Traditional Feast

Traditional Feast

The Georgian tradition of hospitality is epitomized by the ceremonial feast of Supra. Supra is celebrated on birthdays, death days, weddings, anniversaries, national holidays, religious holidays, days of commemoration, in honor of a guest, and even ad hoc for no other reason than a fortuitous gathering of close friends. Either way, wine is consumed in ample quantities.

At supra, wine shares equal importance with food. The dinner is comprised of a series of toasts offered by Tamada (“toast master”) to be embellished by the other guests. Topics include love, family, individual dedications, nationalist themes, life and death, and god. Blessings, jokes, anecdotes and humorous recollections are integral. A tourist invited to supra should expect multiple dedications which are usually translated by one of the younger attendants.

The hallmark of Tamada is to be entertaining yet profound. Tamada supervises the entire event from his seat at the head of the table. Seated next to him is Meriqipe (“wine pourer”). Tamada is not to pour his own wine. Toasts are rarely brief and may be segmented by long pauses. Tamada controls the flow of wine as well. Supras of the formal variety have a strict code of conduct. No one at the table drinks until Tamada finishes his toast and proclaims “bolo mde”(“until the end”). This means drink until your glass is empty. Leaving any wine remaining is considered disrespectful to Tamada and the person to whom the toast is dedicated. Death day supra is celebrated on the anniversary of a loved one’s passing. Sometimes remaining drops of wine at the bottom of an empty glass are sprinkled on bread as an offering to the deceased.

Upon summation of his toast, Tamada asks one of the other guests to contribute. The guest must elaborate on the same topic offered by Tamada. Contributions from the other guests should follow. Proper etiquette dictates that everyone at the table has touched glasses before anyone drinks. It is polite to touch another guest’s glass below their grip. This often presents a dilemma as guests contend to touch each others’ glass below grip and the ensuing frenzy can escalate into an extended period of touching glasses which might last as long as the initial toast itself.

Toasts contributed by the guests are considered slightly competitive lending to grandiosity and overt gesticulation. No one should leave the table during Tamada’s initial toast or during a guest’s contribution. Leaving the table at any time for any reason is impolite without express permission from Tamada.
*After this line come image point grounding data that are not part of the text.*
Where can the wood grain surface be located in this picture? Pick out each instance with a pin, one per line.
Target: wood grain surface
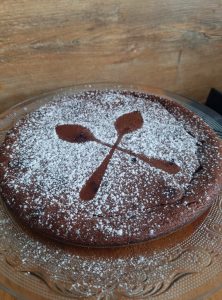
(173, 44)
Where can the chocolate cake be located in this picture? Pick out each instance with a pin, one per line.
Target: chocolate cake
(109, 167)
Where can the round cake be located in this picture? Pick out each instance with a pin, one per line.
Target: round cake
(108, 168)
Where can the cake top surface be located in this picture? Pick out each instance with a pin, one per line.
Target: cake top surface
(132, 153)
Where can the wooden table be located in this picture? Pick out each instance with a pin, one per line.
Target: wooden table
(174, 44)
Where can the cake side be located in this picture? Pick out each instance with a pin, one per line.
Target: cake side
(160, 176)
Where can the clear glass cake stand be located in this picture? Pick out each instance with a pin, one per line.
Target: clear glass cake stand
(184, 265)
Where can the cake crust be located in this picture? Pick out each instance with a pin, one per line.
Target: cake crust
(109, 168)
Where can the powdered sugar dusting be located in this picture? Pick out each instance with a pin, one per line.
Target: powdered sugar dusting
(57, 170)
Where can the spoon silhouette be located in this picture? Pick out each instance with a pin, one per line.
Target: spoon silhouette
(124, 124)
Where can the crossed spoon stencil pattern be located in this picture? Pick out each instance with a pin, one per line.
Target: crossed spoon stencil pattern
(125, 124)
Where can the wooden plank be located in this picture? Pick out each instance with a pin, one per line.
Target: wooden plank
(175, 45)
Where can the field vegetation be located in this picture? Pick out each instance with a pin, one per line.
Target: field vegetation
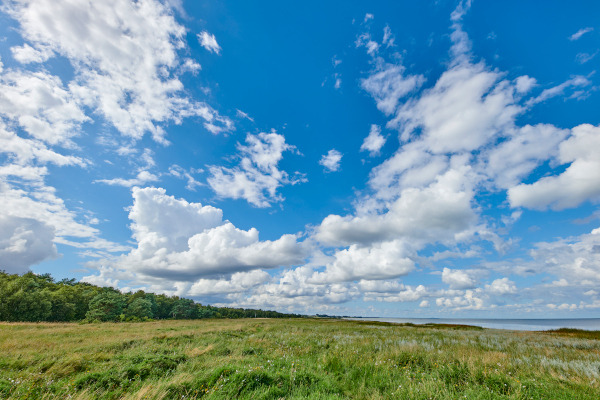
(293, 359)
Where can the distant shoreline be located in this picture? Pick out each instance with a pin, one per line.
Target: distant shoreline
(519, 324)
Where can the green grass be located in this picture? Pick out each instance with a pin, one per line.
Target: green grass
(293, 359)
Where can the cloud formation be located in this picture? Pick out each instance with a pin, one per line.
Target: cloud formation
(257, 176)
(331, 161)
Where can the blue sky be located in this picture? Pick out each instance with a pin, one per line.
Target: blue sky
(417, 159)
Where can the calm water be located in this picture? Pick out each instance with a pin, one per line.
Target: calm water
(590, 324)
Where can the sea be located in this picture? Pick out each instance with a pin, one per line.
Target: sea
(589, 324)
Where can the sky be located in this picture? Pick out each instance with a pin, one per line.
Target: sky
(395, 159)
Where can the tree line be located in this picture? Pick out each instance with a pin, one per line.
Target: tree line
(39, 298)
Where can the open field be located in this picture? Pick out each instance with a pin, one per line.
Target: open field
(292, 359)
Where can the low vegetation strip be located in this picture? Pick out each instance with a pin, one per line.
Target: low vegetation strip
(291, 359)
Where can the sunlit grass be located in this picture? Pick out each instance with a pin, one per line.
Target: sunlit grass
(292, 359)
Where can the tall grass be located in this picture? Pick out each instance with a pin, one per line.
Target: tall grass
(292, 359)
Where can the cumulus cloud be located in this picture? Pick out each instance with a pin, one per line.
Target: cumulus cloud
(524, 149)
(125, 69)
(374, 142)
(578, 183)
(26, 54)
(465, 109)
(257, 177)
(389, 84)
(141, 179)
(182, 241)
(238, 283)
(575, 82)
(24, 242)
(40, 104)
(580, 33)
(379, 261)
(459, 279)
(331, 160)
(209, 42)
(501, 286)
(439, 212)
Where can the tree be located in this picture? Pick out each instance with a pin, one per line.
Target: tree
(139, 308)
(106, 306)
(184, 309)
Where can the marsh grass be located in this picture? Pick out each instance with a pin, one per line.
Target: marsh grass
(293, 359)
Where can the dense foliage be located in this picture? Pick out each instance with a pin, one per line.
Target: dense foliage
(292, 359)
(34, 298)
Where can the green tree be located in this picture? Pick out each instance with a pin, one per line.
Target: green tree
(184, 309)
(139, 308)
(106, 306)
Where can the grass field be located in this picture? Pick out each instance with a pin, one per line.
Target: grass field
(293, 359)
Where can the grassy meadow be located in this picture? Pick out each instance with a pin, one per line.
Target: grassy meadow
(292, 359)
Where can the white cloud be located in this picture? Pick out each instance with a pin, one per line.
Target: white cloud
(580, 33)
(24, 242)
(26, 54)
(374, 142)
(439, 212)
(141, 179)
(470, 300)
(578, 183)
(238, 283)
(459, 279)
(524, 149)
(179, 172)
(379, 261)
(388, 84)
(125, 56)
(243, 115)
(466, 108)
(257, 177)
(524, 83)
(365, 40)
(39, 104)
(575, 82)
(182, 241)
(582, 58)
(501, 286)
(331, 160)
(209, 42)
(388, 37)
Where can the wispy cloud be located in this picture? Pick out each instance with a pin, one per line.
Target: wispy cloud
(580, 33)
(331, 160)
(209, 42)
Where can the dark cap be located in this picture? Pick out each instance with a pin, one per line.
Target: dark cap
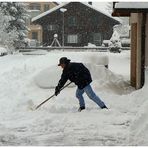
(63, 60)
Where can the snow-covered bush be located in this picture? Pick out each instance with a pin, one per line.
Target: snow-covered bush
(7, 38)
(17, 13)
(115, 43)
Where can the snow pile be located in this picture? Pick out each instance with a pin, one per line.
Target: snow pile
(57, 122)
(139, 127)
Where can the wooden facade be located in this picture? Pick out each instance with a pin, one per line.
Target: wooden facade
(36, 8)
(82, 25)
(139, 42)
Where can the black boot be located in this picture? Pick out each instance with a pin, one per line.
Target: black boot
(81, 108)
(104, 107)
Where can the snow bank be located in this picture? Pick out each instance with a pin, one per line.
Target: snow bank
(139, 126)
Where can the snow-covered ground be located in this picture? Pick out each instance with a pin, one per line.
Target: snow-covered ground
(27, 80)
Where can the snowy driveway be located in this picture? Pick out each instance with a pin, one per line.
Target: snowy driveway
(57, 123)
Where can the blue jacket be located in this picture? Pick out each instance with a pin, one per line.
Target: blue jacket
(77, 73)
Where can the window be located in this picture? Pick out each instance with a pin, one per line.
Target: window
(34, 35)
(46, 7)
(72, 21)
(51, 27)
(72, 38)
(35, 6)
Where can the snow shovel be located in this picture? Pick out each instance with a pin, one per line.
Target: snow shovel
(51, 96)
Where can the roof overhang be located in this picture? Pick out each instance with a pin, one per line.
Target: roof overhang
(124, 9)
(37, 18)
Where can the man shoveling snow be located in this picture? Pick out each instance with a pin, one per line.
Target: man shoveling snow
(80, 75)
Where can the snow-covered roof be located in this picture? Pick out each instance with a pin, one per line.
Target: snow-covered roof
(132, 5)
(64, 4)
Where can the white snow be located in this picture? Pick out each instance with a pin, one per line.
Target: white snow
(57, 122)
(132, 5)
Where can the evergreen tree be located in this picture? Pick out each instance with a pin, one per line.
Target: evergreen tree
(18, 14)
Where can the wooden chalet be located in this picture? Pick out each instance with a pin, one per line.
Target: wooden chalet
(138, 13)
(79, 25)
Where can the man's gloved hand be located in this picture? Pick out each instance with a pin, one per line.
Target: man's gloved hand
(57, 90)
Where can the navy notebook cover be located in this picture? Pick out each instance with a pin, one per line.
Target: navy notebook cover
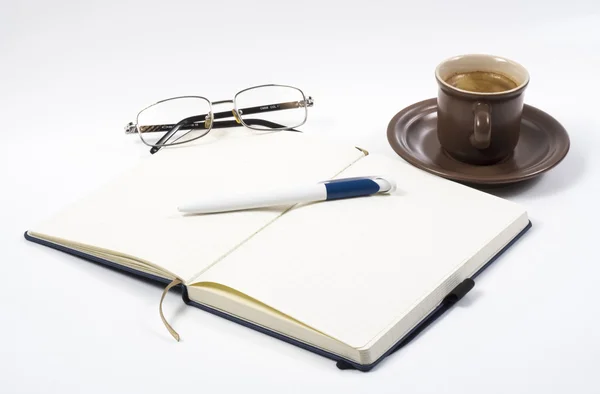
(342, 363)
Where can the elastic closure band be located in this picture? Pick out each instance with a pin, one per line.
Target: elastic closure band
(174, 283)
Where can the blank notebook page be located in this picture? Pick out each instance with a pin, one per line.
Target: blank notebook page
(353, 268)
(136, 214)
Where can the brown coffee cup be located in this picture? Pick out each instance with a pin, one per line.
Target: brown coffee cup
(479, 107)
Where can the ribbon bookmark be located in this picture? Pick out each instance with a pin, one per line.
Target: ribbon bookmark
(174, 283)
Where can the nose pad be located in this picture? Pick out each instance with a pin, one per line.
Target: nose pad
(208, 121)
(236, 116)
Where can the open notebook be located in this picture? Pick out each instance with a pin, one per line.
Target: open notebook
(348, 279)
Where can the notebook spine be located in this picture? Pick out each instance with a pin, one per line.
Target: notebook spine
(451, 298)
(98, 260)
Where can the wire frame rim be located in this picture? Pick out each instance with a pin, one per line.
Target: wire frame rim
(235, 107)
(210, 112)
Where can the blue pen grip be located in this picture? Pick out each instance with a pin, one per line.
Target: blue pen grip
(350, 188)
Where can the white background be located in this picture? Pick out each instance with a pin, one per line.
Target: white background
(73, 73)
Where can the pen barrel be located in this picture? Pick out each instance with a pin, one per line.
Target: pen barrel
(348, 188)
(258, 199)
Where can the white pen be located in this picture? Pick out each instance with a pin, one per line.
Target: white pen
(262, 198)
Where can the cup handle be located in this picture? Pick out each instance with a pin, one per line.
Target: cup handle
(482, 126)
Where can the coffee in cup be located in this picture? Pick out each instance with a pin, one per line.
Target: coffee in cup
(480, 104)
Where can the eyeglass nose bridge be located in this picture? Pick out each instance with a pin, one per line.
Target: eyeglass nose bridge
(236, 115)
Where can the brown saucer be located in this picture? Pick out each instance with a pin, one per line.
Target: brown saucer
(543, 143)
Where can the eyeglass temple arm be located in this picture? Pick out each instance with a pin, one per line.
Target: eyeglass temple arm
(131, 128)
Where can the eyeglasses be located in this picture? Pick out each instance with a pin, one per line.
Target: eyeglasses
(179, 120)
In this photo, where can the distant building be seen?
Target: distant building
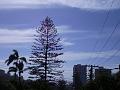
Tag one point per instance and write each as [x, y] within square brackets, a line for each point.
[102, 71]
[79, 75]
[3, 74]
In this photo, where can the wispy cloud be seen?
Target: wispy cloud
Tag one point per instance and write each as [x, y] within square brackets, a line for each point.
[72, 56]
[16, 36]
[83, 4]
[8, 36]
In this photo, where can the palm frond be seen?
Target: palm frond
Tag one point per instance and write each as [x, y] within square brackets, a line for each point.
[10, 59]
[16, 53]
[12, 69]
[23, 59]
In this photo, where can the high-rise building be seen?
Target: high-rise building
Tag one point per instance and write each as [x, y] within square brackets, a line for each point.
[102, 71]
[79, 75]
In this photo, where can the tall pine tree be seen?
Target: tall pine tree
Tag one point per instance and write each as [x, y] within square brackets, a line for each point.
[45, 64]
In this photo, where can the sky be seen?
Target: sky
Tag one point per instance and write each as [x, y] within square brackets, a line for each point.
[89, 30]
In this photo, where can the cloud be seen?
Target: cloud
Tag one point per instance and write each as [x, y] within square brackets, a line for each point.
[72, 56]
[82, 4]
[16, 36]
[9, 36]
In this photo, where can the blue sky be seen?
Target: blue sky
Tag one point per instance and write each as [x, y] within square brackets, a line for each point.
[79, 24]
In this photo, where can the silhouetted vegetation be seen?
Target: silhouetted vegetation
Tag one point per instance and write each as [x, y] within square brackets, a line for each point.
[44, 62]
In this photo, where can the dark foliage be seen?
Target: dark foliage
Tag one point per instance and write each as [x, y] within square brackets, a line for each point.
[46, 49]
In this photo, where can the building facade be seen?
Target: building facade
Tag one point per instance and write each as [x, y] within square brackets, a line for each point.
[79, 75]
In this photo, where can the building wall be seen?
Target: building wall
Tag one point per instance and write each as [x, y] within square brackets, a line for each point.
[79, 74]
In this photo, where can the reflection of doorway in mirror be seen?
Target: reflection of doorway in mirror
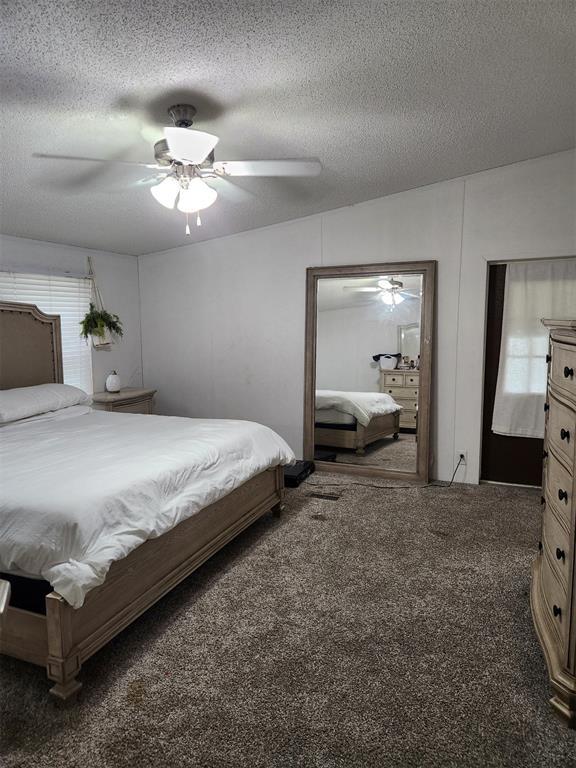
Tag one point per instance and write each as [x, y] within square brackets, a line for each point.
[409, 341]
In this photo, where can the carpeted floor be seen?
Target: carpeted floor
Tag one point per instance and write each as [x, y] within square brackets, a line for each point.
[386, 454]
[388, 627]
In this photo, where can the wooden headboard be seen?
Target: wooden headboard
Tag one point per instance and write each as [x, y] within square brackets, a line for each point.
[30, 346]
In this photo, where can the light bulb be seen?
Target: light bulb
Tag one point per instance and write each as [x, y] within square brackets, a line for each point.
[198, 196]
[166, 192]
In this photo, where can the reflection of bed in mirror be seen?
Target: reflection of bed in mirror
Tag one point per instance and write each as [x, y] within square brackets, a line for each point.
[351, 419]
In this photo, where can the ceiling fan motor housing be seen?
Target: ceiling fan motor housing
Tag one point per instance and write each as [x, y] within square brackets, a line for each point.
[182, 115]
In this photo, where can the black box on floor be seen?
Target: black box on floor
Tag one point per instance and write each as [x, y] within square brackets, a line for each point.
[320, 455]
[297, 473]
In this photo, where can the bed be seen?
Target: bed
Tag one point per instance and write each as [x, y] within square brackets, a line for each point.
[354, 419]
[155, 504]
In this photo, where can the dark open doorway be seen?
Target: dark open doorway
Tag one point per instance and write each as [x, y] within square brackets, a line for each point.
[505, 459]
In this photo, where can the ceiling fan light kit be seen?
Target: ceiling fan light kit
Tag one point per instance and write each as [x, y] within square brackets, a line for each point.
[186, 157]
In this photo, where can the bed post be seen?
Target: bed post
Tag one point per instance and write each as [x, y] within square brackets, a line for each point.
[4, 601]
[63, 664]
[278, 508]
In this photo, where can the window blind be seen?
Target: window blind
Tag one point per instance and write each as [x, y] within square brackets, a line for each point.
[68, 297]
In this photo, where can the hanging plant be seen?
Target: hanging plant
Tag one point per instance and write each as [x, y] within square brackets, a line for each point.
[98, 323]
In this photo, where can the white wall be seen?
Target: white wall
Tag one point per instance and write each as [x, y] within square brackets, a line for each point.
[223, 321]
[117, 278]
[348, 337]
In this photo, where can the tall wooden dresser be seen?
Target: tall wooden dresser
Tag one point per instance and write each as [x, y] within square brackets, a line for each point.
[403, 386]
[554, 574]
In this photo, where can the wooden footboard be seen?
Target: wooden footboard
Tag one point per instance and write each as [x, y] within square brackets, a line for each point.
[357, 439]
[64, 638]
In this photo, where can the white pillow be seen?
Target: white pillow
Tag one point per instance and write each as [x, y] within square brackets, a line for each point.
[23, 402]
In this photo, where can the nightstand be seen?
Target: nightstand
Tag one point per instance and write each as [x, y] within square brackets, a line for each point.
[129, 400]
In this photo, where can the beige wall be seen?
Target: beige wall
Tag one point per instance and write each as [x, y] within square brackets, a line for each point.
[223, 321]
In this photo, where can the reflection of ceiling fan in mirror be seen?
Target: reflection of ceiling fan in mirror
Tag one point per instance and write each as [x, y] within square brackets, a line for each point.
[184, 163]
[390, 291]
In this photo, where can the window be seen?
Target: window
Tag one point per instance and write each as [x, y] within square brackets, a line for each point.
[534, 290]
[68, 297]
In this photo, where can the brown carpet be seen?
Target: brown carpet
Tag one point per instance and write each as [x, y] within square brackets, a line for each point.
[387, 453]
[389, 627]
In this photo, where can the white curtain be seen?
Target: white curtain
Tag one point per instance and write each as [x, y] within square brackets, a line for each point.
[68, 297]
[534, 290]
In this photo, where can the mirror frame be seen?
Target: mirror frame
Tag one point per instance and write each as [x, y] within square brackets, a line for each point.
[428, 271]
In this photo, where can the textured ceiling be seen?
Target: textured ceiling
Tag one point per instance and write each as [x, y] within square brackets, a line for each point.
[388, 95]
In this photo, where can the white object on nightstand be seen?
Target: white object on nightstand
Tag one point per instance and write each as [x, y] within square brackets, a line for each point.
[113, 383]
[128, 400]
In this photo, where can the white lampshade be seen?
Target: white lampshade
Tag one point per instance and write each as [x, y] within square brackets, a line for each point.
[197, 197]
[391, 299]
[188, 145]
[166, 192]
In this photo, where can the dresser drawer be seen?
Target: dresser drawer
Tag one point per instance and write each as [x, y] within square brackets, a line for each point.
[559, 489]
[394, 379]
[407, 405]
[402, 393]
[561, 429]
[555, 600]
[563, 369]
[408, 419]
[557, 543]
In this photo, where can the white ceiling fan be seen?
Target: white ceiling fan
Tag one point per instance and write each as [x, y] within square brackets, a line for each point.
[185, 161]
[390, 291]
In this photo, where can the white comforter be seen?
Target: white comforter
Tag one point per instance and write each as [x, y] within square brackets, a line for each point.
[79, 493]
[362, 405]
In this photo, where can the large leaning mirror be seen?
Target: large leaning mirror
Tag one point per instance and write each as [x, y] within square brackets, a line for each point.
[368, 368]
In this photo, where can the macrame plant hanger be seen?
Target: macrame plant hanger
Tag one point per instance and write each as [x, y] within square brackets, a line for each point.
[106, 341]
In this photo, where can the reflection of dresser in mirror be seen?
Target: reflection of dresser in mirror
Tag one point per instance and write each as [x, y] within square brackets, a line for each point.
[403, 387]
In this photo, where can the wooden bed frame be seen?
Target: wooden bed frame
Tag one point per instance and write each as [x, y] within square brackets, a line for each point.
[63, 638]
[358, 438]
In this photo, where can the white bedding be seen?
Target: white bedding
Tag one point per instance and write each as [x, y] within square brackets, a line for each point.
[362, 405]
[332, 416]
[78, 493]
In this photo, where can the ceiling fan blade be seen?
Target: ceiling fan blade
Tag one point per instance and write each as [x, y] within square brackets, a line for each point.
[43, 156]
[189, 146]
[361, 289]
[268, 167]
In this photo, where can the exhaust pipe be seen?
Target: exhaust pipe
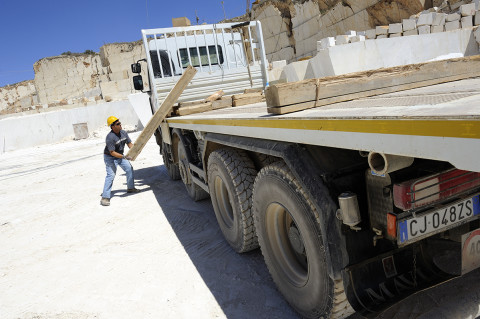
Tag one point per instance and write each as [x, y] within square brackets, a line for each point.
[385, 163]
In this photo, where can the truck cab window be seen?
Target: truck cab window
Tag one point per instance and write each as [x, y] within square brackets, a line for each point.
[203, 57]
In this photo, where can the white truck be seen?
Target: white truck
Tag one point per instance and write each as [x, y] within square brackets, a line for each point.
[354, 205]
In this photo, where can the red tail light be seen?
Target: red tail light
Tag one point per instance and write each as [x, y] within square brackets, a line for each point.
[420, 192]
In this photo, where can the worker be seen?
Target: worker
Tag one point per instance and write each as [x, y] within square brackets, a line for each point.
[113, 157]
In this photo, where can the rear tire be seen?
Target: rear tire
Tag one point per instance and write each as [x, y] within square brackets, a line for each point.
[172, 168]
[194, 191]
[231, 174]
[290, 238]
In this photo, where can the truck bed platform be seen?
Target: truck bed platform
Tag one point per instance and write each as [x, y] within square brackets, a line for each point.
[438, 122]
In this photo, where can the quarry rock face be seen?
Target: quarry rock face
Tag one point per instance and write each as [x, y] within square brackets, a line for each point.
[291, 31]
[17, 97]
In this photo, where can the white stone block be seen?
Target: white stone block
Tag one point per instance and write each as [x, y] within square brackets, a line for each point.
[425, 19]
[395, 28]
[453, 17]
[371, 34]
[477, 35]
[326, 43]
[452, 25]
[467, 9]
[439, 19]
[381, 29]
[342, 39]
[357, 38]
[424, 29]
[409, 24]
[437, 28]
[467, 22]
[410, 32]
[279, 64]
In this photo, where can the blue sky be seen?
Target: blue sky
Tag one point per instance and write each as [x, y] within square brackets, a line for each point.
[33, 29]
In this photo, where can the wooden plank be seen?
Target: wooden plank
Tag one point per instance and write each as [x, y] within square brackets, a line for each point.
[162, 112]
[306, 91]
[247, 98]
[215, 96]
[197, 108]
[348, 97]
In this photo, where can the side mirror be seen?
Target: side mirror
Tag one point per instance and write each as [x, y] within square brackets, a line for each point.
[137, 82]
[136, 68]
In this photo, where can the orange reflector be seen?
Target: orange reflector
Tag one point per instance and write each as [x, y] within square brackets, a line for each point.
[392, 225]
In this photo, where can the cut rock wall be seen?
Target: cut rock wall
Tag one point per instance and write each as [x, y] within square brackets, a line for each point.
[292, 28]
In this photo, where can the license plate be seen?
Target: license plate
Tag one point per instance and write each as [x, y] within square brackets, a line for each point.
[419, 227]
[470, 251]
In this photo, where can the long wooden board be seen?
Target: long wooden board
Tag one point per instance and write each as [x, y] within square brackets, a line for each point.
[161, 113]
[290, 97]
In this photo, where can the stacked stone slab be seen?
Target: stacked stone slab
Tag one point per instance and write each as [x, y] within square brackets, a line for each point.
[277, 33]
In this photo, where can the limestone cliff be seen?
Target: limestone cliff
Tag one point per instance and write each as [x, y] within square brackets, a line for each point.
[291, 28]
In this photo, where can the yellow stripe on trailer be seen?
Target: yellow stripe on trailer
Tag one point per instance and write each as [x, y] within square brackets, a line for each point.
[436, 128]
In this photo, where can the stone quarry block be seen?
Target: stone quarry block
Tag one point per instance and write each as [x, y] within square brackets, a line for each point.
[424, 29]
[467, 9]
[381, 29]
[452, 25]
[181, 22]
[437, 28]
[342, 39]
[467, 22]
[371, 34]
[425, 19]
[410, 32]
[409, 24]
[279, 64]
[357, 38]
[453, 17]
[325, 43]
[395, 28]
[439, 19]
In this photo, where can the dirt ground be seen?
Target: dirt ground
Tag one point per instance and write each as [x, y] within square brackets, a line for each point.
[155, 254]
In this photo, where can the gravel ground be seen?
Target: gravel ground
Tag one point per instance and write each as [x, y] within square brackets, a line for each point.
[155, 254]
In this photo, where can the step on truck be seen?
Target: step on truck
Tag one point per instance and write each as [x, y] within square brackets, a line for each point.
[354, 205]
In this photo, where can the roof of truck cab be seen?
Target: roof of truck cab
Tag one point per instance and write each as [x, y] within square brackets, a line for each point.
[440, 122]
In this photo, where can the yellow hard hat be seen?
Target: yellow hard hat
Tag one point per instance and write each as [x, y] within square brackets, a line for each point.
[111, 119]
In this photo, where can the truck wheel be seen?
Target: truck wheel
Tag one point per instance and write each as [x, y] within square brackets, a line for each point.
[231, 174]
[291, 242]
[194, 191]
[172, 168]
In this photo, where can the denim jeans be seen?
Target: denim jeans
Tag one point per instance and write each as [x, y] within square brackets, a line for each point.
[111, 164]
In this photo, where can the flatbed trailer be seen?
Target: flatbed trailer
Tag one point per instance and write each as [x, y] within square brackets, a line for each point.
[355, 205]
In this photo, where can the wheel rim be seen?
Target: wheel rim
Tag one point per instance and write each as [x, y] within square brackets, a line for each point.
[182, 160]
[223, 202]
[287, 244]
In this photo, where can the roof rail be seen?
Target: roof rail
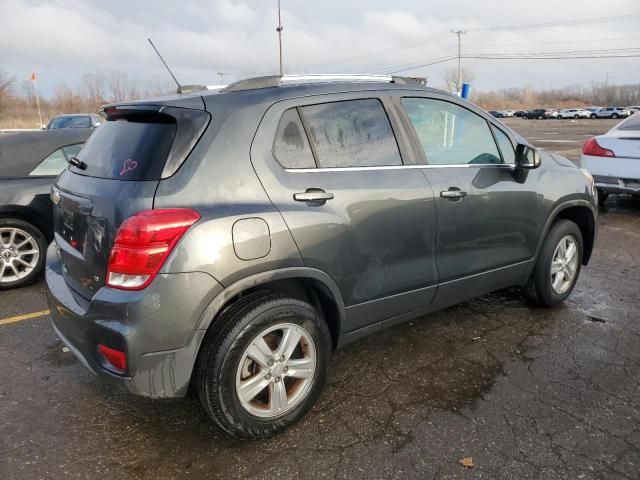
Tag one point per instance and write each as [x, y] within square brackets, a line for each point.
[278, 80]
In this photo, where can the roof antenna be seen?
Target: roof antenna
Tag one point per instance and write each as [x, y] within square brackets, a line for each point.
[181, 88]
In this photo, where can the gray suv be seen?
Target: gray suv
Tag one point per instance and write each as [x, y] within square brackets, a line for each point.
[231, 240]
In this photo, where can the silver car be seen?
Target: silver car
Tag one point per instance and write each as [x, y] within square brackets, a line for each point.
[613, 112]
[614, 159]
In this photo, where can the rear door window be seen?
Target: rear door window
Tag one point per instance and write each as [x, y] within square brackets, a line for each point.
[351, 133]
[291, 146]
[128, 150]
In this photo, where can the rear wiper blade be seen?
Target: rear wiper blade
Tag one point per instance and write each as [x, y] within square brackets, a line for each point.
[76, 162]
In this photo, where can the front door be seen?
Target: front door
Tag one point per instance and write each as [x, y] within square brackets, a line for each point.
[355, 211]
[486, 209]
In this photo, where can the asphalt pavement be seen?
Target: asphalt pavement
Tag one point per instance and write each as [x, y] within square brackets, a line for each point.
[517, 391]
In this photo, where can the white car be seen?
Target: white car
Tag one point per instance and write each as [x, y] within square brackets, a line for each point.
[574, 113]
[614, 159]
Some supras are more relaxed with less rigid codes of conduct. Impromptu supras held among close friends or to honor a surprise guest are informal and may be conducted in any environment providing a table. This can include garages, picnic tables at a playground or in a field with makeshift accoutrements. In this setting, the atmosphere is more democratic and drinking at will is encouraged as long each toast is honored with a drink. Copious amounts of wine are dispersed which may appear excessive to a foreigner. But, the ability to partake of large quantities and imbibe with finesse asserts masculinity and fortitude which are esteemed qualities for Georgians.

Formal or casual, in a restaurant or in a basement, all supras are forums for song. Ancient polyphonic hymns and European style guitar ballads are performed by nearly everyone at the table. The quality of performance is taken seriously and is usually staggering considering the amount of wine consumed. The recurrence of song increases as the early morning hours approach. A supra is intended to last until the wine is gone.

Georgian Supra should be experienced by any tourist in search of authentic Georgian tradition. Supra is a window to the soul of Georgian identity.